9. With respect to the units, when (i) the Board has taken the appropriate Board Action to approve and establish the terms of the units and to authorize and approve the issuance thereof, the terms of the offering and related matters; and (ii) the units have been duly executed and delivered in accordance with the purchase agreement and the applicable definitive purchase, underwriting or similar agreement approved by or on behalf of the Board, upon payment of the consideration therefor provided therein and as described in the Registration Statement, any amendment thereto, the Prospectus and any Prospectus Supplement relating thereto, the units will constitute binding obligations of the Company, enforceable against the Company in accordance with their terms, except that the enforceability thereof may be limited by or subject to bankruptcy, reorganization, insolvency, fraudulent conveyance, moratorium or other similar laws now or hereafter existing which affect the rights and remedies of creditors generally and equitable principles of general applicability.
Patrick Industries, Inc.
June 5, 2015
Page 4
We express no opinion as to the applicability of, compliance with or effect of, the law of any jurisdiction other than United States Federal law, the State of Indiana and the laws of the State of New York.

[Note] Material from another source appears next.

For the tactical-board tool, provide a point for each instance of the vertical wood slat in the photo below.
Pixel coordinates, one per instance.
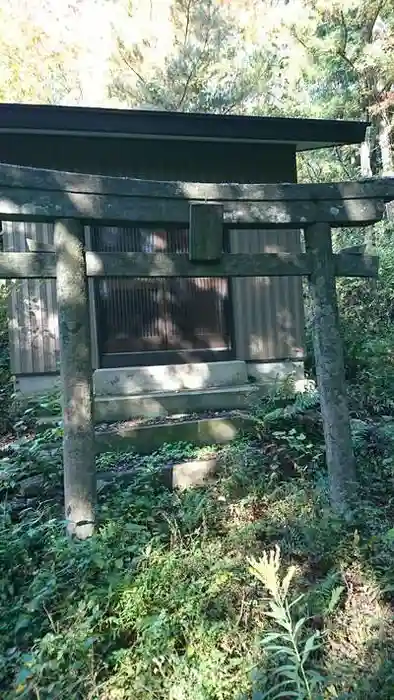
(77, 378)
(34, 342)
(205, 232)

We hereby consent to the references to our firm under the caption “Legal Matters” in the Registration Statement and any Prospectus Supplement and to the use of this opinion as an exhibit to the Registration Statement. In giving this consent, we do not hereby admit that we come within the category of persons whose consent is required under Section 7 of the Act or the rules and regulations of the Securities and Exchange Commission thereunder.